Do You Follow Healthcare Audit Best Practices?

Do You Follow Healthcare Audit Best Practices?

Upgrading the quality of your medical and pharmacy plan oversight to follow best practices means it's time for a healthcare audit. An expert auditor reviewing your claim payments makes sense for any employer-funded benefits plan. Medical and pharmacy programs typically receive the most audit attention because the numbers are higher than other benefits. Experienced auditors have a cadre of irregularities they watch for and then can add your plan's unique provisions and check for them. The result is an audit report that digs deep into your plan's claim payment performance and any mistakes.

The coding required for medical billing adds a layer of complexity to the claim payment process, and although third-party administrators are knowledgeable, mistakes can happen. There are also updates and changes to stay abreast of each year, and auditors can double-check to ensure it is happening. The results may surprise you the first time an experienced firm reviews 100 percent of your claims. There are also opportunities to notify providers that you run oversight and will request reimbursement for errors. It's usually more accessible when you audit routinely and attempt recovery soon after the mistake.
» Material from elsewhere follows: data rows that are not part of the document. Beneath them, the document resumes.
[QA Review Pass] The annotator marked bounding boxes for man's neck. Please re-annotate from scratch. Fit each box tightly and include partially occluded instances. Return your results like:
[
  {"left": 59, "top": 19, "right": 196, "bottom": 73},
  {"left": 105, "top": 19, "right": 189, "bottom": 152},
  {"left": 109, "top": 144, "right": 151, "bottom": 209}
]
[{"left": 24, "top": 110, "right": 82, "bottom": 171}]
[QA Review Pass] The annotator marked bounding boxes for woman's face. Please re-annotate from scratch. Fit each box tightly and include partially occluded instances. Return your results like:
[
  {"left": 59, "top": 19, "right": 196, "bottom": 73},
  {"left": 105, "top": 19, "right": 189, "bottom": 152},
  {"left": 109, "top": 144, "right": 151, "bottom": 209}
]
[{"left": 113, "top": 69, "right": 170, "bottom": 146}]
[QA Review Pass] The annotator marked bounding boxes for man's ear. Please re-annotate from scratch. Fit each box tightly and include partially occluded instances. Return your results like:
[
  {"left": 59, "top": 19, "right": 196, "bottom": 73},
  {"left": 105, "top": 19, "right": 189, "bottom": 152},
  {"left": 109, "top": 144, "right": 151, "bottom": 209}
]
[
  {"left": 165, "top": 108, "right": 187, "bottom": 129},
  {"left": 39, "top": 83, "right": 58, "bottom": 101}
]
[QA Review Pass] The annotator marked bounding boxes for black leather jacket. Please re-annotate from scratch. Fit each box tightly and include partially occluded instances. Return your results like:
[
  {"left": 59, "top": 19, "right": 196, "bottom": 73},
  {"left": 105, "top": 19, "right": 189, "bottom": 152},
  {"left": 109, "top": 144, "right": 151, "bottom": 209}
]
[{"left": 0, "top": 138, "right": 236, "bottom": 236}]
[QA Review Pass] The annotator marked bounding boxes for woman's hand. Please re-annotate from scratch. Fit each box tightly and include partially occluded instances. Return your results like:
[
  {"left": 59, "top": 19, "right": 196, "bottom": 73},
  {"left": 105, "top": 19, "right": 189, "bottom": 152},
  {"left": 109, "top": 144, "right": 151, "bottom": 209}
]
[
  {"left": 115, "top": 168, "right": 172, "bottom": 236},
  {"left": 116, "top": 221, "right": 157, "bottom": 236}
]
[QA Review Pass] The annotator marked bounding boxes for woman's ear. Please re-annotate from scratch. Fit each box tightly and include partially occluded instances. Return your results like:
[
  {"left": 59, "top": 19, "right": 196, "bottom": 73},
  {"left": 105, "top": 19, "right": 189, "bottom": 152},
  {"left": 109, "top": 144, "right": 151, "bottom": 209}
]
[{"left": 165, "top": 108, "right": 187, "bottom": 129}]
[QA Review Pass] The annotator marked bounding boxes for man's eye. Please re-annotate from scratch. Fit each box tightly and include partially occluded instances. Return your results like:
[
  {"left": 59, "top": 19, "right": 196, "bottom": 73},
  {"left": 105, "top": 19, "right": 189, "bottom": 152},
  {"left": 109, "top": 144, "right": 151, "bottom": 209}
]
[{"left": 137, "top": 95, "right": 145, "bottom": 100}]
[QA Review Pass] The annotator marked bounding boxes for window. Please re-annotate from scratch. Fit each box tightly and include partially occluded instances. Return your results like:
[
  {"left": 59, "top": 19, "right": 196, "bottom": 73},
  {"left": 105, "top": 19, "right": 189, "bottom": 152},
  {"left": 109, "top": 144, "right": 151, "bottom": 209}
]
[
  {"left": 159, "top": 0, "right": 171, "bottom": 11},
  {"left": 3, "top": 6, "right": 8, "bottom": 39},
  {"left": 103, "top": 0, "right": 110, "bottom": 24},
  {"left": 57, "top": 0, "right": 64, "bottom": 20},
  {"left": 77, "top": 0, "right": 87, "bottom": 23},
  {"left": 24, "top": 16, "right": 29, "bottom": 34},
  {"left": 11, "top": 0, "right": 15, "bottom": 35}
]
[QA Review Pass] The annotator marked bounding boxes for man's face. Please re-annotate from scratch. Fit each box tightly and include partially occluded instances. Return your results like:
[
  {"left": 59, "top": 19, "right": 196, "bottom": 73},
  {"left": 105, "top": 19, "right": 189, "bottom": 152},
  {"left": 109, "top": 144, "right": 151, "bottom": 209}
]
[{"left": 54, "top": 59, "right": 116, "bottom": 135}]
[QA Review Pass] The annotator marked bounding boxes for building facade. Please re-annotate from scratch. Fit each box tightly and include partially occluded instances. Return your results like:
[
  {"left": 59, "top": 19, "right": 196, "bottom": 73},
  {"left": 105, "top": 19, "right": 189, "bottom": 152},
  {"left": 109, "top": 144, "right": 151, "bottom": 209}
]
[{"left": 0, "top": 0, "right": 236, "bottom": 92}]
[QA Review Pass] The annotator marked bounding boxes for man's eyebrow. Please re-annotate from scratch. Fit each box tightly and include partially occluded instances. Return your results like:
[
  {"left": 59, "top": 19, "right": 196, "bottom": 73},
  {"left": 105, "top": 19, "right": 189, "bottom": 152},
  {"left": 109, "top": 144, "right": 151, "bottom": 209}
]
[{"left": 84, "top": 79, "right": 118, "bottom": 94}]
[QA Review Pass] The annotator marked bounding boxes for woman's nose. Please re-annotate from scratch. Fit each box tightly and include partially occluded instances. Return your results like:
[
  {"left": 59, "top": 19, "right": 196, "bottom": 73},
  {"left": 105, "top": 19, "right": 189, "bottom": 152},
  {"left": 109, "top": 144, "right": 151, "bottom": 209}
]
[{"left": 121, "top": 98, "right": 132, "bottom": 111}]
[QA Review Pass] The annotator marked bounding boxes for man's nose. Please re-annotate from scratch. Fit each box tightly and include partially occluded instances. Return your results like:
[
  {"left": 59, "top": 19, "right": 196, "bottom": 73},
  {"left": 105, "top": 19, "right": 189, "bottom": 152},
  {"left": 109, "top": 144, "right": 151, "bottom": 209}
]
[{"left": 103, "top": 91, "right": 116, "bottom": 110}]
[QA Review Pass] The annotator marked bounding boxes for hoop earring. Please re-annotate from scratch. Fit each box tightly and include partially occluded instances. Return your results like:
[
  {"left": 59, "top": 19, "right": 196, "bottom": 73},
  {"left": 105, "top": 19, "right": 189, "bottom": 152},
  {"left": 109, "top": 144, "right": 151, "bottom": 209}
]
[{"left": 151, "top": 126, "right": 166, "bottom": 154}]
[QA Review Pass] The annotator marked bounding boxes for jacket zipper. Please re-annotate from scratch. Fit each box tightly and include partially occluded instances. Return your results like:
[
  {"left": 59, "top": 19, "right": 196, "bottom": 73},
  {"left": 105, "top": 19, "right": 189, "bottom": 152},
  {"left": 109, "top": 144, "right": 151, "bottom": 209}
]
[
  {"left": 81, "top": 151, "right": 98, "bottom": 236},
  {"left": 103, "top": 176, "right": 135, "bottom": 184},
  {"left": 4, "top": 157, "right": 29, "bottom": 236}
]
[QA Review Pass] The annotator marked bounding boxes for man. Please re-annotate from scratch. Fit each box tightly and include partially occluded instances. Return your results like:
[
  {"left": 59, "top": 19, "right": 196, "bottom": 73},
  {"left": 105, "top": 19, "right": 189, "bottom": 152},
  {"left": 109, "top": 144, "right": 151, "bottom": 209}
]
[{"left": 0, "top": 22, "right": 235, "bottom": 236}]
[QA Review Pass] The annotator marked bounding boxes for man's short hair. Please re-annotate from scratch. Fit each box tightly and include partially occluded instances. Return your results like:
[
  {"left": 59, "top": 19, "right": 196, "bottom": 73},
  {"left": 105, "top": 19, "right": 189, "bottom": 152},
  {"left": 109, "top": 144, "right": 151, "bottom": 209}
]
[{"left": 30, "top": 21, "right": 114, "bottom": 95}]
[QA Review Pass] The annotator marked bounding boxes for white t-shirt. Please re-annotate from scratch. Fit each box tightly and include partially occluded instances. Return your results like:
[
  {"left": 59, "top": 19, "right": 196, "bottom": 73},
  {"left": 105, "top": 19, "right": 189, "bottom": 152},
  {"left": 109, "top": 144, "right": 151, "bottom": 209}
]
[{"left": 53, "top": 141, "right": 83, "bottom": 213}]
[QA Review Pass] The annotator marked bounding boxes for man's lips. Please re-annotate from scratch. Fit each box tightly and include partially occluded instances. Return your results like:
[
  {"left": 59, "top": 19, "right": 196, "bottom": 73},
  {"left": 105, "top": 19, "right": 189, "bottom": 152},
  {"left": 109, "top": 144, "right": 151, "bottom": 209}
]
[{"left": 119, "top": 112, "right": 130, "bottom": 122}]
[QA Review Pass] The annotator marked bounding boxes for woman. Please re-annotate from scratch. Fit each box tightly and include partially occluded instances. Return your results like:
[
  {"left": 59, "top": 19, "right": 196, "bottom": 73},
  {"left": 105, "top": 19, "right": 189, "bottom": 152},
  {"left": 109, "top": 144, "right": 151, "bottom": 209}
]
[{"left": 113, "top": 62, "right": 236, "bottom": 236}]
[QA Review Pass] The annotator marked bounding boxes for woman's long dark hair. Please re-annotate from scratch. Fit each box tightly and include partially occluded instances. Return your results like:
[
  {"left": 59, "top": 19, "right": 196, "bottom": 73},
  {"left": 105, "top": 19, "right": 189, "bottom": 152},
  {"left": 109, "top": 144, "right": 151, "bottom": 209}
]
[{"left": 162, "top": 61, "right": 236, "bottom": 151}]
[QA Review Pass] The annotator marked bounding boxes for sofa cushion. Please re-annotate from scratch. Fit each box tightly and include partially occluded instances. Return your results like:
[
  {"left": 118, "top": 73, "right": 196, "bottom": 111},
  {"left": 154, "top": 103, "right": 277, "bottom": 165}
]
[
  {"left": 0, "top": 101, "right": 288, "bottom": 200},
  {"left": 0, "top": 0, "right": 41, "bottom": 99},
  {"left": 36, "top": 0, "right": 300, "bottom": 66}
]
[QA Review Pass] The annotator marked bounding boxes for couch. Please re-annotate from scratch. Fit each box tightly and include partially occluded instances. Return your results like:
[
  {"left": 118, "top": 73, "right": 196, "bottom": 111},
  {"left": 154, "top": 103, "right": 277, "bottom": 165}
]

Another way to follow best practices is to keep audit software running continuously. There's nothing else like monitoring claim payments in real time and receiving monthly reports. Take the recent pandemic as an example. Costs and utilization skyrocketed, and large employers' sponsoring plans were left to foot the bill. The ones with continuous auditing arrangements were better able to stay on top of things and question irregularities as they happened. They had many fewer million-dollar problems to clean up after the fact. Those plan sponsors could pay claims with more confidence in accuracy.

Planning and budgeting also become more targeted when you have clear audit reports to track changes and cost increases. When you're actively questioning claim administrators and providers, they naturally become more careful. Oversight plays a role in improving operations and actively managing your plan financially and its care delivery to members. Comparing an auditor's findings with your claim administrator's self-reporting can be enlightening when cost increases occur. You can also pose questions in your pre-audit meeting that front-load the process. It assures you'll have the date you need most.